K-Means clustering in OpenCV

K-Means is an algorithm to detect clusters in a given set of points. It does this without you supervising or correcting the results. It works with any number of dimensions as well (that is, it works on a plane, 3D space, 4D space and any other finite dimensional spaces). And OpenCV comes with this algorithm built right into it!

K-means with OpenCV’s C++ interface

The function you need to call to execute the algorithm is:

double kmeans(const Mat& samples,
              int clusterCount,
              Mat& labels,
              TermCriteria termcrit,
              int attempts,
              int flags,
              Mat* centers)

This function is in the cv namespace. So you can use it by cv::kmeans or by simply including the cv namespace. If you know how K-means works, the parameters should be self explanatory.

Parameters

  • samples: (input) The actual data points that you need to cluster.
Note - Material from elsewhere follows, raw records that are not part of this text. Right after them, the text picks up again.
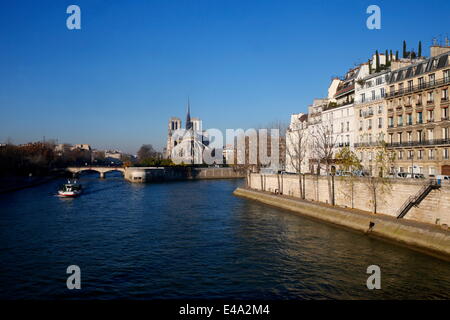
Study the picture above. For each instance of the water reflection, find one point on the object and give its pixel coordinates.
(192, 239)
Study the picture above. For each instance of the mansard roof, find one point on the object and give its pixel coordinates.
(429, 65)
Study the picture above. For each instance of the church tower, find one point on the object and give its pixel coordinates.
(188, 117)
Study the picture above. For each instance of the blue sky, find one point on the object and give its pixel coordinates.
(117, 81)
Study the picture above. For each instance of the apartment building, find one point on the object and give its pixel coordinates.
(370, 115)
(417, 103)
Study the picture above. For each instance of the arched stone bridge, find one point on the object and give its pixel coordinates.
(101, 170)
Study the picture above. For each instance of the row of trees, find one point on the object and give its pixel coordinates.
(318, 146)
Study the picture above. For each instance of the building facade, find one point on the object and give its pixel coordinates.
(417, 113)
(370, 115)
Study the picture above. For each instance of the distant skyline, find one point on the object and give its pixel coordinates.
(116, 82)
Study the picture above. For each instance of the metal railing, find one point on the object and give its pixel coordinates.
(419, 87)
(430, 142)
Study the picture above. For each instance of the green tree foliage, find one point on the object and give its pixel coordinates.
(377, 62)
(405, 53)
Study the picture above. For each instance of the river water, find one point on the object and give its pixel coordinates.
(192, 239)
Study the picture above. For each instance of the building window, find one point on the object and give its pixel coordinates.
(430, 134)
(409, 135)
(419, 117)
(419, 136)
(420, 155)
(445, 133)
(432, 171)
(421, 83)
(444, 94)
(431, 79)
(430, 115)
(419, 100)
(447, 75)
(430, 97)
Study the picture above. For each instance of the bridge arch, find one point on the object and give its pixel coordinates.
(101, 170)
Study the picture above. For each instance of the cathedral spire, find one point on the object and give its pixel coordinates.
(188, 117)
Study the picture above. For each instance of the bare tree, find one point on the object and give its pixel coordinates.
(296, 146)
(348, 162)
(378, 181)
(324, 145)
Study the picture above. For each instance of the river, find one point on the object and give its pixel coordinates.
(192, 239)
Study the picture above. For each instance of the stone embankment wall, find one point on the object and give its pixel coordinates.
(354, 193)
(155, 174)
(425, 238)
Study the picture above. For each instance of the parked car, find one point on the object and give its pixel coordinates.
(340, 173)
(360, 173)
(415, 176)
(401, 175)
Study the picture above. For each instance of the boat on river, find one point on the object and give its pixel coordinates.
(70, 189)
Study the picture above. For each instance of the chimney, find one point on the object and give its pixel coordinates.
(436, 49)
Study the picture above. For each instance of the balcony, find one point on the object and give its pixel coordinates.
(431, 142)
(344, 90)
(366, 144)
(420, 87)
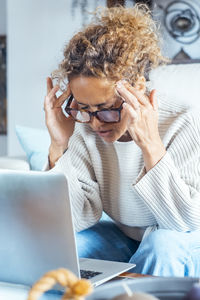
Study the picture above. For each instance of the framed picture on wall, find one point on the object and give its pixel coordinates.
(3, 119)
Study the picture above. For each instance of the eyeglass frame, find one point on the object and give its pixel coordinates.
(91, 114)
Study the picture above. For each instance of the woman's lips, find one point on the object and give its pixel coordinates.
(104, 133)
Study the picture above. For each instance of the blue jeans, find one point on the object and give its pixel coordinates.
(161, 253)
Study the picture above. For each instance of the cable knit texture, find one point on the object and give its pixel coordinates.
(111, 177)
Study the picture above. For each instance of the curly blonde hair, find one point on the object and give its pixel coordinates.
(119, 43)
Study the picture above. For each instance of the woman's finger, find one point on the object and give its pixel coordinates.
(153, 100)
(61, 99)
(128, 96)
(130, 112)
(49, 85)
(141, 97)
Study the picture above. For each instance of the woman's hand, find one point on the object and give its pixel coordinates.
(141, 113)
(60, 128)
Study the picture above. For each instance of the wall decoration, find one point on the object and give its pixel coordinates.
(3, 120)
(180, 27)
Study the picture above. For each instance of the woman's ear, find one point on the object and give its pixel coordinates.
(140, 84)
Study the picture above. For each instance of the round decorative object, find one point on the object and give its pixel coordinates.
(182, 22)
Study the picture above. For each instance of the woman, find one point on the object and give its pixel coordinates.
(124, 154)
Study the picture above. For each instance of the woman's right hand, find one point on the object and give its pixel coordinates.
(60, 128)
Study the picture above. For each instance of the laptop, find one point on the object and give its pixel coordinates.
(37, 233)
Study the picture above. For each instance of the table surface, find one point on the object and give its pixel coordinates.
(18, 292)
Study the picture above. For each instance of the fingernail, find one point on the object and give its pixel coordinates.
(120, 84)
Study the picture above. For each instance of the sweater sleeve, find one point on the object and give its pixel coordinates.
(83, 187)
(171, 189)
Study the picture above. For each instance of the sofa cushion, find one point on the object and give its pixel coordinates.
(35, 143)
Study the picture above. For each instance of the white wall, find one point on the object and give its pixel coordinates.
(37, 31)
(3, 138)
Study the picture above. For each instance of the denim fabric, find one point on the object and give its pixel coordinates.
(161, 253)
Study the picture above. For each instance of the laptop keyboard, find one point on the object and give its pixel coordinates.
(89, 274)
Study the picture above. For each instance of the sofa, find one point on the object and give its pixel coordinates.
(180, 82)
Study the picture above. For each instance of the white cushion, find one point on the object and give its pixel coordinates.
(180, 82)
(13, 163)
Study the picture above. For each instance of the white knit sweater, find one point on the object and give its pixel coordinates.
(111, 177)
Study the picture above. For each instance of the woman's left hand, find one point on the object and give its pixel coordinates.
(141, 113)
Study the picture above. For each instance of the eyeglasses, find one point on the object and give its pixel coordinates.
(111, 115)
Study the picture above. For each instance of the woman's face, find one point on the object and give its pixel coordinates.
(94, 94)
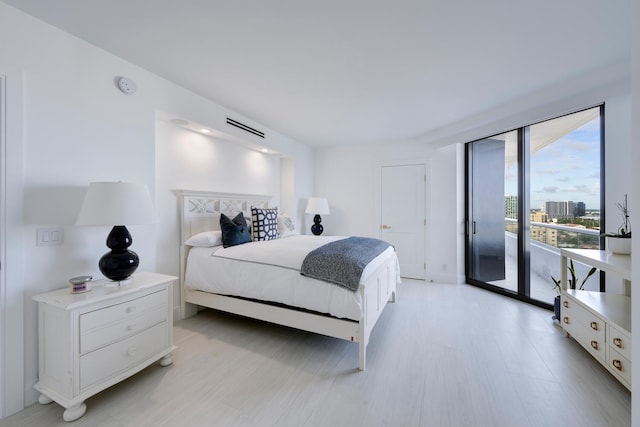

It should contain exactly one point per row. That is, if you have 50 points in a 2D plane, then you should have a matrix with 50 rows and 2 columns.
  • clusterCount: (input) The number of clusters in the data points.
  • labels: (output) Returns the cluster each point belongs to. It can also be used to indicate the initial guess for each point.
  • termcrit: (input) This is an iterative algorithm. So you need to specify the termination criteria (number of iterations & desired accuracy)
  • attempts: (input) The number of times the algorithm is run with different center placements
  • flags: (input) Possible values include:
    • KMEANS_RANDOM_CENTER: Centers are generated randomly
    • KMEANS_PP_CENTER: Uses the kmeans++ center initialization
    • KMEANS_USE_INITIAL_LABELS: The first iteration uses the supplied labels to calculate centers. Later iterations use random or semi-random centers (use the above two flags for that).
  • centers: (output) This matrix holds the center of each cluster.

Returns

The function returns the compactness of the final clustering. What is compactness? It’s a measure of how good the labeling was done. The smaller the better.

When attempts is 1, the value returned is the compactness of the only iteration that happened. If attempts is more than 1, the final labeling returned is the one with the least compactness.

K-means with OpenCV’s C interface

The C equivalent of the k-means function is:

int cvKMeans2(const CvArr* samples,
              int nclusters,
              CvArr* labels,
              CvTermCriteria termcrit,
              int attempts=1,
              CvRNG* rng=0,
              int flags=0,
              CvArr* centers=0,
              double* compactness=0)

The parameters are similar to the C++ interface.

Parameters

  • samples: (input) The actual data points that you need to cluster. It should contain exactly one point per row.
  • nclusters: (input) The number of clusters in the data points.
  • labels: (output) Returns the cluster each point belongs to. It can also be used to indicate the initial guess for each point.
  • termcrit: (input) This is an iterative algorithm. So you need to specify the termination criteria (number of iterations & desired accuracy)
  • attempts: (input) The number of times the algorithm is run with different center placements
  • rng: (input) A random number generate used to generate the initial guess. Puts you in total control of what’s happening.
  • flags: (input) Possible values include:
    • 0: (the number 0) Centers are generated randomly
    • KMEANS_USE_INITIAL_LABELS: The first iteration uses the supplied labels to calculate centers. Later iterations use random or semi-random centers (use the above two flags for that).
  • centers: (output) This matrix holds the center of each cluster.
  • compactness: (output) Holds the compactness of the best labeling scheme.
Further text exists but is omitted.